Отогревшись чаем с ромом, которого молодой хозяин подливал ему в стакан довольно усердно, Панаев разговорился вообще о своей молодости. Оказалось, что отец его, состоявший сперва на военной службе, адъютантом Румянцева (сына фельдмаршала) и флигель-адъютантом генерал-аншефа графа Брюса, а потом по гражданской судебной части в Казани и Перми, знал лично Державина, Новикова, Эмина, Княжнина и вывел в люди Мерзлякова. С Державиным он даже породнился, женившись на его родственнице.
— А идиллии ваши когда были вами написаны? — спросил Гоголь.
— В университете. Так как их товарищи мои хвалили, то я решил отдать их на суд Державина. Перебелив чистенько, я препроводил их к нему при почтительном письме.
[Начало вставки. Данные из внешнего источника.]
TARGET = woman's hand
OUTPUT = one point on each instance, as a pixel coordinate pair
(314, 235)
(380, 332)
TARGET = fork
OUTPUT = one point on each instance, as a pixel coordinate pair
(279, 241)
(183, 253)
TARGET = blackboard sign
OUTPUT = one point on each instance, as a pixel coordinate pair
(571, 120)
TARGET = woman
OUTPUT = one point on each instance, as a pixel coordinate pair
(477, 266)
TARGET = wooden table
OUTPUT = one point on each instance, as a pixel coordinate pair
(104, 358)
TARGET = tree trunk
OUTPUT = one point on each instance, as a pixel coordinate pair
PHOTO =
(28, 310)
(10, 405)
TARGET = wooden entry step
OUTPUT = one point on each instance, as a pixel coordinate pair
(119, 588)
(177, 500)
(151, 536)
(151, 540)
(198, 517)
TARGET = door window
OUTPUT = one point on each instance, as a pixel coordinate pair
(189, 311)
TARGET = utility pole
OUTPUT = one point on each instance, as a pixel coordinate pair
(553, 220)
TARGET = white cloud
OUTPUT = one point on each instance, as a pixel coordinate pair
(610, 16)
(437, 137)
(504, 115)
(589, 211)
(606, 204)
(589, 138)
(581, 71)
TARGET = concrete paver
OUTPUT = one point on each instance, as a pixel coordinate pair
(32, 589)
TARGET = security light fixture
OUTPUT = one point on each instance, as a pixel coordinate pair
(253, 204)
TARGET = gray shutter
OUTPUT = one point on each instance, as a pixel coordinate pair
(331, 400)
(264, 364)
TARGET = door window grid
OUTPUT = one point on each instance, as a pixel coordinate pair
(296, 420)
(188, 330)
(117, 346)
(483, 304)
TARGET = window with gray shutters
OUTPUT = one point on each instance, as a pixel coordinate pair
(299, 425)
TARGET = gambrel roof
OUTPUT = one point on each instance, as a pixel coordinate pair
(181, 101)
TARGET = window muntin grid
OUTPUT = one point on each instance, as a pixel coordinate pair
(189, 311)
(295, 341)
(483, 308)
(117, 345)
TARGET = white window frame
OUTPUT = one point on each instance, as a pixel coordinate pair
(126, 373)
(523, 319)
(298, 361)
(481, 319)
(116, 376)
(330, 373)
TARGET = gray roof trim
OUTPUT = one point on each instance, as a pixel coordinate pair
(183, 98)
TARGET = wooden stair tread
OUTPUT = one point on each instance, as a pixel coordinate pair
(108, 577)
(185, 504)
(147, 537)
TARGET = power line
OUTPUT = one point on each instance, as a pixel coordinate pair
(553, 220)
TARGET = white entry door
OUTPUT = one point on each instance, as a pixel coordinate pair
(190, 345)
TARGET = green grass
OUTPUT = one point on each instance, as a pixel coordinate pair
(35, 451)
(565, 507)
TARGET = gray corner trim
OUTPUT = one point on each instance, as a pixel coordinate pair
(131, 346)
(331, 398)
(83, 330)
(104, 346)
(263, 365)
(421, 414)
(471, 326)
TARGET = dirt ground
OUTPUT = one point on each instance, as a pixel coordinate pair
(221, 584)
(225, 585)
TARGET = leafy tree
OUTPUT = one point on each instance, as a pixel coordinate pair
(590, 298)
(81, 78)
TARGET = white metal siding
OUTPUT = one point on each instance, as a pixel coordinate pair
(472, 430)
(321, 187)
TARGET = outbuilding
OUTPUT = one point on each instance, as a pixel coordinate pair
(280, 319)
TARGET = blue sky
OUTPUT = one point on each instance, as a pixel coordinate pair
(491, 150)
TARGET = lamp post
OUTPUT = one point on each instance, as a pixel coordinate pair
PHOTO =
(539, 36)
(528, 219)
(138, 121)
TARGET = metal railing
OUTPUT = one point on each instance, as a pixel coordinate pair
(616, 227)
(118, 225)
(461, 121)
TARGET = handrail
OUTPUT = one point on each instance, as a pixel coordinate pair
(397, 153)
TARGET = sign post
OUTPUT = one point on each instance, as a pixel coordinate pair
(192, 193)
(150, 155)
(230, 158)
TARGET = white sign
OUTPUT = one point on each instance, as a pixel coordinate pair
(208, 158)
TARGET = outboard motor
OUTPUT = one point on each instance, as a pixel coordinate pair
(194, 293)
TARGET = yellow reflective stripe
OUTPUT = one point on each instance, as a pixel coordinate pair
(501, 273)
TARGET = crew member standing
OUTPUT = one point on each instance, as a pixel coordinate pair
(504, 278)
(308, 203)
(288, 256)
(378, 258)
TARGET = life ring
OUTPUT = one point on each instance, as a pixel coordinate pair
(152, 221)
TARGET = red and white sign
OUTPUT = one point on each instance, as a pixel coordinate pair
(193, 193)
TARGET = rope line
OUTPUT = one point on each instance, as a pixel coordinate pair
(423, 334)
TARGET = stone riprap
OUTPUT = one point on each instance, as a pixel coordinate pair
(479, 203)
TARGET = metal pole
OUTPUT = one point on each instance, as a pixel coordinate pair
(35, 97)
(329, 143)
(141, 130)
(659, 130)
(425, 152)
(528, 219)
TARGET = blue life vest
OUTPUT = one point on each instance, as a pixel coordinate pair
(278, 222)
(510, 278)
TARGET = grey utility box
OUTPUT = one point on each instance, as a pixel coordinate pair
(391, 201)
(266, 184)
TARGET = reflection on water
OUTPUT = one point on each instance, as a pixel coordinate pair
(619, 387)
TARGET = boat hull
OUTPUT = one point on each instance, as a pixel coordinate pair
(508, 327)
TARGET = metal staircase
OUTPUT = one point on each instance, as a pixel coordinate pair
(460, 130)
Каково же было мне, представьте, получить такой ответ — я перечел его тогда столько раз, что до сих пор помню, как „Отче наш“, от слова до слова: „Мне не остается ничего другого, как ободрить прекрасный талант ваш; но советую дружески не торопиться, вычищать хорошенько слог, тем паче, когда он в свободных стихах заключается. В сем роде у нас мало писано. Возьмите образцы с древних, ежели вы знаете греческий и латинский языки, а ежели в них не искусны, то немецкие Геснера могут вам послужить достаточным примером в описании природы и невинности нравов. Хотя климат наш суров, но и в нем можно найти красоты и в физике, и в морали, которые могут тронуть сердце; без них же все будет сухо и пусторечие“… То же самое, — заключил Панаев, — могу со своей стороны посоветовать и вам, Николай Васильевич. Так ведь зовут вас, если не ошибаюсь?
— Точно так. Но с самим Державиным вы потом уже не встречались?
— Как же, прибыв из Казани, прямо с университетской скамьи, в Петербург, я не преминул быть у него с поклоном, но застал его на закате дней и не мог уже почерпнуть у него нового вдохновения; а государственная служба вскоре меня вконец заполонила.